CREATE TABLE keyspace.measurement (
    parameterId int,
    granularity timestamp,
    value bigint,
    measureTime timestamp,
    PRIMARY KEY((parameterId, granularity), measureTime)
) WITH CLUSTERING ORDER BY (measureTime DESC)

This is very similar to yours, however it has a major advantage: you can configure the wideness of your rows, and you don't have any hotspots. The idea is dead simple: both parameterId and granularity fields make the partition key, so they tell where your data will go, while measureTime will keep your data ordered.

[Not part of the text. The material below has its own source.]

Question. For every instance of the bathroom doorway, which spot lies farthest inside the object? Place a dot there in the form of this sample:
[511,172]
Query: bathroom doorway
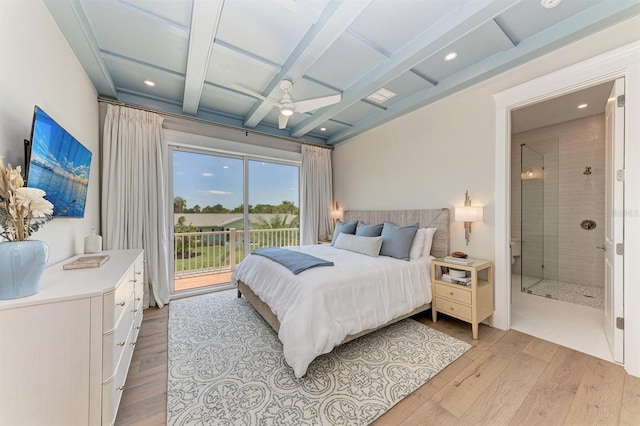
[558,218]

Supposing you want to query on a day-by-day basis, you'd store into granularity the value yyyy-mm-dd of your measureTime, grouping together all the measures of the same day.

This allows you to retrieve all the values lying on the same partition (so per given parameterId and granularity fields pair) with an efficient range query. In a day-by-day configuration, you'd end up with 86400 records per partition. This number could be still high (the suggested limit is 10k IIRC), and you can lower tht value by going on hour-by-hour grouping with yyyy-mm-dd HH:00 value instead.

The drawback of that approach is that if you need data from multiple partitions (eg you are grouping on day-by-day basis, but you need data for two consecutive days, eg the last 6 hours of the Jan 19th, and the first 6 hours of Jan 20th), then you'll need to perform multiple queries.